Humanists by and large rejected teleology even as many other early-twentieth-century thinkers, philosophers and religionists alike, embraced it. No deity, the humanists argued, was responsible for the direction of the cosmos, nor did nature and human history have a direction apart from human effort and human will. Mankind, they said, should not look outside of humanity for assistance to their problems; our fate was entirely in our own hands. Although some thinkers who espoused these ideas came to be called futilitarians because of the somewhat pessimistic outlook that this notion of "man alone in the cosmos" seemed to connote, most humanists were not pessimistic. Indeed, one might characterize the humanist movement as driven by a powerful optimism concerning the ability of human beings to make their own future.

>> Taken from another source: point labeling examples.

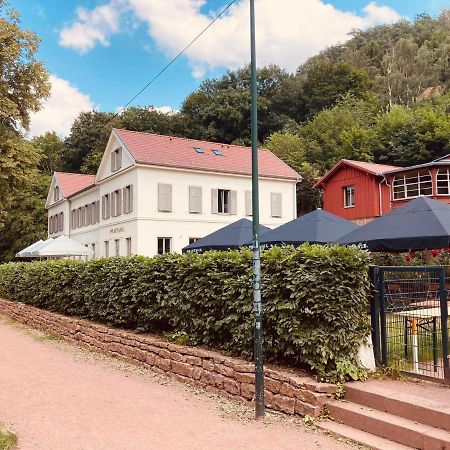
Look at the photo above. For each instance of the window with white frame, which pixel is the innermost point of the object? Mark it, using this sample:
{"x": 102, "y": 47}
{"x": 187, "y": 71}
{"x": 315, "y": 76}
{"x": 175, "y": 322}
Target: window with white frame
{"x": 106, "y": 207}
{"x": 164, "y": 197}
{"x": 116, "y": 203}
{"x": 349, "y": 196}
{"x": 164, "y": 245}
{"x": 412, "y": 184}
{"x": 127, "y": 199}
{"x": 56, "y": 194}
{"x": 223, "y": 201}
{"x": 116, "y": 160}
{"x": 443, "y": 181}
{"x": 276, "y": 204}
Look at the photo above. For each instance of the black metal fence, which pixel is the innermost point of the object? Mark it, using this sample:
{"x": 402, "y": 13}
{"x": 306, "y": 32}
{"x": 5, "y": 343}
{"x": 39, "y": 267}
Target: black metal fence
{"x": 410, "y": 319}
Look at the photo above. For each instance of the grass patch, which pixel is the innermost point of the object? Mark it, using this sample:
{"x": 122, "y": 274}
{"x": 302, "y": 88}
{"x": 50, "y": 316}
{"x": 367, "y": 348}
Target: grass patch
{"x": 8, "y": 440}
{"x": 47, "y": 337}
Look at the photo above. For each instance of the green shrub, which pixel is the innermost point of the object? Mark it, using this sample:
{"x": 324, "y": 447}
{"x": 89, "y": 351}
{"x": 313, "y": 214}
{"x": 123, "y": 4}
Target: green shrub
{"x": 314, "y": 297}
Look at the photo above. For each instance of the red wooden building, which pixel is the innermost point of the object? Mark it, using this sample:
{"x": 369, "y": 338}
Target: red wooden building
{"x": 361, "y": 191}
{"x": 430, "y": 179}
{"x": 356, "y": 190}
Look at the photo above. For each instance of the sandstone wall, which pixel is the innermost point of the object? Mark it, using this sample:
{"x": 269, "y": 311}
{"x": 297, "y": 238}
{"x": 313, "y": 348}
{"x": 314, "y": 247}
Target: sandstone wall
{"x": 285, "y": 390}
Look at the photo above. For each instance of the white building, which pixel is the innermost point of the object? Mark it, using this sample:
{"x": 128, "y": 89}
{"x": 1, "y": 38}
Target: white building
{"x": 154, "y": 194}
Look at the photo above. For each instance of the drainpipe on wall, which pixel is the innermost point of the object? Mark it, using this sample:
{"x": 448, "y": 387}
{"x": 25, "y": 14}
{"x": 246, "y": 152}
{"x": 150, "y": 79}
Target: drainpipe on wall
{"x": 380, "y": 200}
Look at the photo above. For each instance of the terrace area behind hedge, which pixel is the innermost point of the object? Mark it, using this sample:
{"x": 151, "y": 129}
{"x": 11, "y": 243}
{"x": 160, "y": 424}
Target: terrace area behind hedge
{"x": 314, "y": 297}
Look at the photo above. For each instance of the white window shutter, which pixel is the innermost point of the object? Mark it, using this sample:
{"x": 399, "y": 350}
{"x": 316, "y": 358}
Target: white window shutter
{"x": 233, "y": 202}
{"x": 248, "y": 203}
{"x": 195, "y": 199}
{"x": 112, "y": 205}
{"x": 119, "y": 158}
{"x": 214, "y": 201}
{"x": 119, "y": 202}
{"x": 165, "y": 197}
{"x": 275, "y": 198}
{"x": 125, "y": 200}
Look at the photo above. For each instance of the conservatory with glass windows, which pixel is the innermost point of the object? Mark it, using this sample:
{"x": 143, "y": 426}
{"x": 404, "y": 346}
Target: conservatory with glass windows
{"x": 429, "y": 179}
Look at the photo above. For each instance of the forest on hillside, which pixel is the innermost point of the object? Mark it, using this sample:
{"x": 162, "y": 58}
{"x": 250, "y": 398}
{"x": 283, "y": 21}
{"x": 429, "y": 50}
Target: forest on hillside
{"x": 382, "y": 96}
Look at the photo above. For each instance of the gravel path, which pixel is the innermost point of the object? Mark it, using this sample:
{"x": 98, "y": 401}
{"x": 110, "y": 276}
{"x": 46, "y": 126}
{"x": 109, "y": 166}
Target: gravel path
{"x": 56, "y": 396}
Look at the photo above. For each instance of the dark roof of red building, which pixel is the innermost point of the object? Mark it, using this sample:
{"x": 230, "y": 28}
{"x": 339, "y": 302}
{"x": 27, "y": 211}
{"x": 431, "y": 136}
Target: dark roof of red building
{"x": 72, "y": 183}
{"x": 168, "y": 151}
{"x": 372, "y": 168}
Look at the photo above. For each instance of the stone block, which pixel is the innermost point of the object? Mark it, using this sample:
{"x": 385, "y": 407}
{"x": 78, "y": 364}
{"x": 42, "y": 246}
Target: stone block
{"x": 182, "y": 368}
{"x": 247, "y": 391}
{"x": 305, "y": 409}
{"x": 208, "y": 378}
{"x": 231, "y": 386}
{"x": 194, "y": 360}
{"x": 287, "y": 390}
{"x": 284, "y": 404}
{"x": 224, "y": 370}
{"x": 208, "y": 365}
{"x": 245, "y": 377}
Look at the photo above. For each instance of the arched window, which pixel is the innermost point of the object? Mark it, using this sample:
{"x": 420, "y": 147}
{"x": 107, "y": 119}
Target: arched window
{"x": 412, "y": 184}
{"x": 443, "y": 181}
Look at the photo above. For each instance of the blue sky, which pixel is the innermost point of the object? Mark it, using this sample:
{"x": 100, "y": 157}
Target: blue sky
{"x": 100, "y": 53}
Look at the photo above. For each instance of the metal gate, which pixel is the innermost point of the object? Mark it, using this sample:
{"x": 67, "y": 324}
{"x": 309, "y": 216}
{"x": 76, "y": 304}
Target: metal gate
{"x": 410, "y": 320}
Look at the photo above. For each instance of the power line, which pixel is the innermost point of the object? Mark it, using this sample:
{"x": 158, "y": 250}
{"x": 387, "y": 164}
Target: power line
{"x": 172, "y": 61}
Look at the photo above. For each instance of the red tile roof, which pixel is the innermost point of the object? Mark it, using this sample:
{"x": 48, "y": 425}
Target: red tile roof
{"x": 372, "y": 168}
{"x": 155, "y": 149}
{"x": 71, "y": 183}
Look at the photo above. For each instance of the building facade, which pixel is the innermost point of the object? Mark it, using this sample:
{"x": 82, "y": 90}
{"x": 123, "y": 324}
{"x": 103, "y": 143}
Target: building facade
{"x": 154, "y": 194}
{"x": 361, "y": 191}
{"x": 356, "y": 190}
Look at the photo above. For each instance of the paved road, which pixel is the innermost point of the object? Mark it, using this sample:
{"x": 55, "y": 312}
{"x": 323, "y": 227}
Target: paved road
{"x": 57, "y": 397}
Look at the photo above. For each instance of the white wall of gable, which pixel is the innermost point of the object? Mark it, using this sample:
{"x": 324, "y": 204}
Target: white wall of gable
{"x": 104, "y": 171}
{"x": 180, "y": 224}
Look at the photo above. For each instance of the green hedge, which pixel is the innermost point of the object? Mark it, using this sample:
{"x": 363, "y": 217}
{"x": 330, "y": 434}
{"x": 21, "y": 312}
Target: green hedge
{"x": 315, "y": 299}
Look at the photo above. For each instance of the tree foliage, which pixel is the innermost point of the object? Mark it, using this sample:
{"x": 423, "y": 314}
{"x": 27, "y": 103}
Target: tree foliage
{"x": 23, "y": 79}
{"x": 23, "y": 84}
{"x": 315, "y": 298}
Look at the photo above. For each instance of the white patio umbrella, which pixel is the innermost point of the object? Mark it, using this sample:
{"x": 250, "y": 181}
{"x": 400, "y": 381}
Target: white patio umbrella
{"x": 62, "y": 246}
{"x": 23, "y": 252}
{"x": 28, "y": 251}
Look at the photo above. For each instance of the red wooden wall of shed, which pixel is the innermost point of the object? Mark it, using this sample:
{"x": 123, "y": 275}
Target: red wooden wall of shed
{"x": 366, "y": 194}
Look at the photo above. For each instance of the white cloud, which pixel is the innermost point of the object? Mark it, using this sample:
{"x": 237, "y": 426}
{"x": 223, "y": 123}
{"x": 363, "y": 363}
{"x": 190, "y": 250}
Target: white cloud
{"x": 92, "y": 27}
{"x": 166, "y": 110}
{"x": 59, "y": 111}
{"x": 288, "y": 31}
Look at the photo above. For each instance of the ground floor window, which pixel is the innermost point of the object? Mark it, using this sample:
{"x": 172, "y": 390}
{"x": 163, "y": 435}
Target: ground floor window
{"x": 223, "y": 201}
{"x": 164, "y": 245}
{"x": 349, "y": 196}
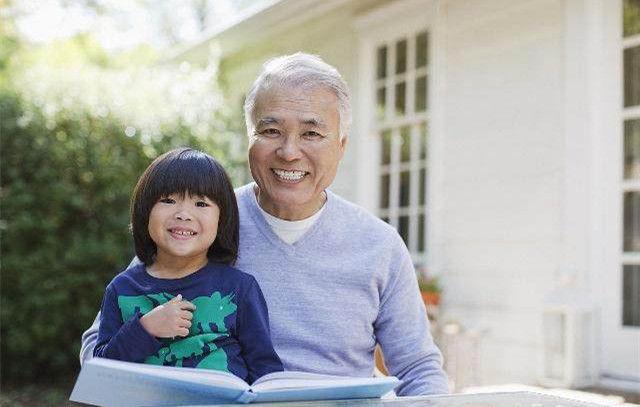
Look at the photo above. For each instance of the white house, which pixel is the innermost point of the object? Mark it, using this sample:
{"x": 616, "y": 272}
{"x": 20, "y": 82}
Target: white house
{"x": 502, "y": 139}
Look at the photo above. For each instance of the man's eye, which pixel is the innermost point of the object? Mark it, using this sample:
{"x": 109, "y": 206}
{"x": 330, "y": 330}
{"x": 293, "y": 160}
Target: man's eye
{"x": 270, "y": 132}
{"x": 312, "y": 134}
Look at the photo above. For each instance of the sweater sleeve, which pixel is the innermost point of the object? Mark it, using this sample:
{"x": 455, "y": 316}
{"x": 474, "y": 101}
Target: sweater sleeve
{"x": 127, "y": 341}
{"x": 88, "y": 341}
{"x": 402, "y": 329}
{"x": 254, "y": 334}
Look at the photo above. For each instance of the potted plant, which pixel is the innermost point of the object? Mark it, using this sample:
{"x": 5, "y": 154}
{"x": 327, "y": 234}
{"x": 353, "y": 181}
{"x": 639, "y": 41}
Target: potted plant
{"x": 430, "y": 289}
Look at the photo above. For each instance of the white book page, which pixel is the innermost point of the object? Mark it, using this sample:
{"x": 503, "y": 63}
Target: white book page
{"x": 200, "y": 376}
{"x": 299, "y": 380}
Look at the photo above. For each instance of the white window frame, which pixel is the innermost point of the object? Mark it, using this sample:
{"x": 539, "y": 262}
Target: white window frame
{"x": 388, "y": 24}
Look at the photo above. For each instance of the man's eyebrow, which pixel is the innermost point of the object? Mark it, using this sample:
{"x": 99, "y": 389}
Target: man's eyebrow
{"x": 314, "y": 122}
{"x": 265, "y": 121}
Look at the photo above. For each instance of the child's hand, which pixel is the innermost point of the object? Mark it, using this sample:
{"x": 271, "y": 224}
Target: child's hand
{"x": 170, "y": 319}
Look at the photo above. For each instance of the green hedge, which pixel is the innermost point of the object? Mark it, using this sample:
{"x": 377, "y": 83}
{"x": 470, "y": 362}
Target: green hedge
{"x": 66, "y": 183}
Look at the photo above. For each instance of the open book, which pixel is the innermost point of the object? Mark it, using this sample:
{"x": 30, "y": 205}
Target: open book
{"x": 108, "y": 382}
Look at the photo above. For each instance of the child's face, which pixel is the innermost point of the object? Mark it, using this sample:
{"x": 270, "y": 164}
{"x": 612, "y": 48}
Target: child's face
{"x": 183, "y": 227}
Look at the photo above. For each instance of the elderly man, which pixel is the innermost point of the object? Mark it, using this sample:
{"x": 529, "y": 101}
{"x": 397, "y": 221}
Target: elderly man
{"x": 337, "y": 280}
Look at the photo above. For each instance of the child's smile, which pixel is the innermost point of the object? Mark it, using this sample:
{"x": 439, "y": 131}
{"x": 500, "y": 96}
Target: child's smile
{"x": 183, "y": 228}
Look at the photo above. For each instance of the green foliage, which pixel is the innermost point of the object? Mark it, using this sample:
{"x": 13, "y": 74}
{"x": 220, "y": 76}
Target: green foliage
{"x": 429, "y": 284}
{"x": 74, "y": 139}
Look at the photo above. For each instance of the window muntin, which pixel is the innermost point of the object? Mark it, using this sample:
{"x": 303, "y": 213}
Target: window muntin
{"x": 401, "y": 89}
{"x": 630, "y": 267}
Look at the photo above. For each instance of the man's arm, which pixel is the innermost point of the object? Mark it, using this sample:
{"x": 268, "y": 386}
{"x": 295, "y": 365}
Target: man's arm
{"x": 89, "y": 339}
{"x": 402, "y": 329}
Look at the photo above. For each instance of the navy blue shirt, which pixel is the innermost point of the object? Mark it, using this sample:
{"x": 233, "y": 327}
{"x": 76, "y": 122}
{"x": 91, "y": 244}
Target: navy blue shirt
{"x": 229, "y": 331}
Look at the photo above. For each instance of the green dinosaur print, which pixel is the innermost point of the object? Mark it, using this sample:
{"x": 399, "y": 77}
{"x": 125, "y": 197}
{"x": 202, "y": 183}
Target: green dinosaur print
{"x": 207, "y": 326}
{"x": 216, "y": 360}
{"x": 212, "y": 309}
{"x": 142, "y": 303}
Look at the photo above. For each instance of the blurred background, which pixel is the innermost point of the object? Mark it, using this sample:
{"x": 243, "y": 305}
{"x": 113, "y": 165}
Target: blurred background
{"x": 501, "y": 138}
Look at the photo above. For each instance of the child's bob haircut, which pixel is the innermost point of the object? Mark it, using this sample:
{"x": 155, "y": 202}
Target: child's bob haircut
{"x": 185, "y": 171}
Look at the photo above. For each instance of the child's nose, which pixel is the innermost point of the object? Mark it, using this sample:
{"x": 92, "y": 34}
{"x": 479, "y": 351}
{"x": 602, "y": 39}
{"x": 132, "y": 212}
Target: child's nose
{"x": 183, "y": 216}
{"x": 182, "y": 213}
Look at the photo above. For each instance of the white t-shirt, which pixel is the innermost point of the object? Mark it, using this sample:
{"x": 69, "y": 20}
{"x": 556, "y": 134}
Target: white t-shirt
{"x": 290, "y": 230}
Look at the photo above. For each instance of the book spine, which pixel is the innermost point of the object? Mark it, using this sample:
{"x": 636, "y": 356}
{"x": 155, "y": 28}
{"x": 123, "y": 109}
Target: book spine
{"x": 246, "y": 397}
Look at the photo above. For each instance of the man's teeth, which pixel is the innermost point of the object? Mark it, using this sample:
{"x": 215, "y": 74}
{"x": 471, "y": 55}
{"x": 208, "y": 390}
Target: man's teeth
{"x": 290, "y": 175}
{"x": 183, "y": 232}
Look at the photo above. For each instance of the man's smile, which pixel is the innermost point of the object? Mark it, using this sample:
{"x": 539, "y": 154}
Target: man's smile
{"x": 289, "y": 175}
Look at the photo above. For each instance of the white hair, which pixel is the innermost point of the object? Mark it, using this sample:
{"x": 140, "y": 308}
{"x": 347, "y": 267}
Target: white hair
{"x": 300, "y": 70}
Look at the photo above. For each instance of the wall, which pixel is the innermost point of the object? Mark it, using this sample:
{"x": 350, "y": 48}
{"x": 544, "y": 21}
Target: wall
{"x": 502, "y": 156}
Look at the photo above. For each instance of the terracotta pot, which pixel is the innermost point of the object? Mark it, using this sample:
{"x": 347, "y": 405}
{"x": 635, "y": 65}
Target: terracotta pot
{"x": 430, "y": 298}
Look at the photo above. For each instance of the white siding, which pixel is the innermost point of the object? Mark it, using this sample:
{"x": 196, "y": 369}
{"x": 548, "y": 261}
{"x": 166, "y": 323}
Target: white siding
{"x": 502, "y": 101}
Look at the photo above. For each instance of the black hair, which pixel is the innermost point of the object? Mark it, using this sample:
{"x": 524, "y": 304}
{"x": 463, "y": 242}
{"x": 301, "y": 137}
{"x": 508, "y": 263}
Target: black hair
{"x": 185, "y": 171}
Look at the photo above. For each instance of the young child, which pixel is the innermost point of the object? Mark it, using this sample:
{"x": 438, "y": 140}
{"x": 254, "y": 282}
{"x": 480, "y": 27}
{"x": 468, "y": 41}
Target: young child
{"x": 185, "y": 305}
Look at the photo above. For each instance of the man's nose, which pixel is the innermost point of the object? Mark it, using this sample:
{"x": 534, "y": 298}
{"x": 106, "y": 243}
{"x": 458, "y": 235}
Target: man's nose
{"x": 289, "y": 150}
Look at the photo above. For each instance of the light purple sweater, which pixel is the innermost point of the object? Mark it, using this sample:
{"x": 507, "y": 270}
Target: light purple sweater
{"x": 346, "y": 284}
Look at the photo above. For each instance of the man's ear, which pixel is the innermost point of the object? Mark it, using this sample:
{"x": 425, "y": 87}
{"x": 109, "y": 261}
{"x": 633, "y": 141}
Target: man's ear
{"x": 343, "y": 145}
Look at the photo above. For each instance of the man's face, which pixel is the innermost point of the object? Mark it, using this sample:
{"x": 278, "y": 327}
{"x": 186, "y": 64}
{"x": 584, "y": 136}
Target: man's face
{"x": 295, "y": 149}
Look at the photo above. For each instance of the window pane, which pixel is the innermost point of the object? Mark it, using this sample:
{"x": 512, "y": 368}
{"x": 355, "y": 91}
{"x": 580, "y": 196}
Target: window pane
{"x": 423, "y": 140}
{"x": 384, "y": 191}
{"x": 400, "y": 98}
{"x": 421, "y": 50}
{"x": 632, "y": 149}
{"x": 401, "y": 56}
{"x": 631, "y": 17}
{"x": 422, "y": 186}
{"x": 632, "y": 76}
{"x": 405, "y": 144}
{"x": 421, "y": 94}
{"x": 421, "y": 232}
{"x": 381, "y": 103}
{"x": 405, "y": 181}
{"x": 385, "y": 147}
{"x": 382, "y": 62}
{"x": 403, "y": 228}
{"x": 632, "y": 221}
{"x": 631, "y": 296}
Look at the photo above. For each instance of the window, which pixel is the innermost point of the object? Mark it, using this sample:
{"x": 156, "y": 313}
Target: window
{"x": 401, "y": 115}
{"x": 631, "y": 172}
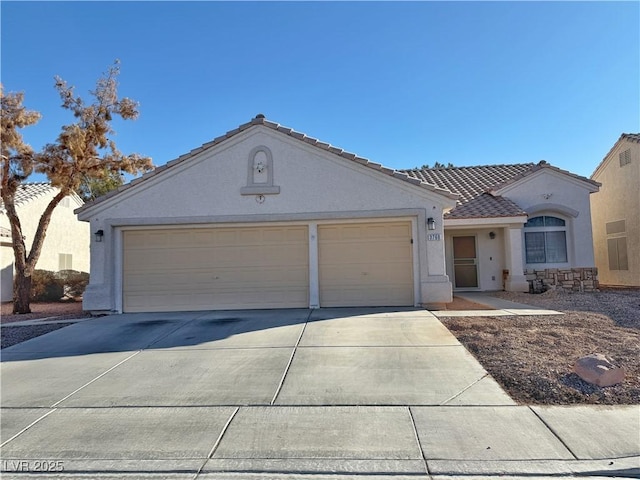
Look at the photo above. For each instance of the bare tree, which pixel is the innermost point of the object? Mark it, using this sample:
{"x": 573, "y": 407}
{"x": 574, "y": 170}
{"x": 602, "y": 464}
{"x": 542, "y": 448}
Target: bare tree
{"x": 84, "y": 151}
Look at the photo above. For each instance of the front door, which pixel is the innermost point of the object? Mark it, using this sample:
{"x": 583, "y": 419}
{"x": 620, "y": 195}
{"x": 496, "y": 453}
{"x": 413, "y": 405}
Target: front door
{"x": 465, "y": 262}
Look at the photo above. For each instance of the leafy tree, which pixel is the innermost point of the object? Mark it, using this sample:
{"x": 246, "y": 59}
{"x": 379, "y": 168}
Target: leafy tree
{"x": 92, "y": 188}
{"x": 84, "y": 151}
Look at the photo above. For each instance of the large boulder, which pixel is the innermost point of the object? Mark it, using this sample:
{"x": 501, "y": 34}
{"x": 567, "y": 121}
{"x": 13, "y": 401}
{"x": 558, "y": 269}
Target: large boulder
{"x": 599, "y": 370}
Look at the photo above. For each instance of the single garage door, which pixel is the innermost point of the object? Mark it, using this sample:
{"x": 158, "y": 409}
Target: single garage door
{"x": 365, "y": 264}
{"x": 215, "y": 268}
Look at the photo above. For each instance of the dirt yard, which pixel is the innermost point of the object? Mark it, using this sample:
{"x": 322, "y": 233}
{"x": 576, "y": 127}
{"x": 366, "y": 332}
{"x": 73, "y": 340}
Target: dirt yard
{"x": 532, "y": 356}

One reason that humanists remained optimistic about human progress in the face of an impersonal cosmos was that they held great faith in the ability of human beings to learn and apply their knowledge in rational and ethical ways. Scientific knowledge and technological control of nature gave human beings the power to identify problems and find solutions to them. Democracy and respect for human rights gave people the ethical framework within which to apply this knowledge. As a result, humanists have not been averse to considering technologies that claim to offer solutions to major social issues even when those technologies might otherwise challenge core beliefs about human nature and freedom. In recent years, for example, humanists have advocated psychological conditioning and genetic engineering as solutions to social problems. These ideas have not been unanimously or uncritically accepted by all who consider themselves humanists, but in general, scientific faith and technological optimism lie at the root of humanist thought, in contrast to a more skeptical and restrained approach to science and technology typical among more traditional religionists.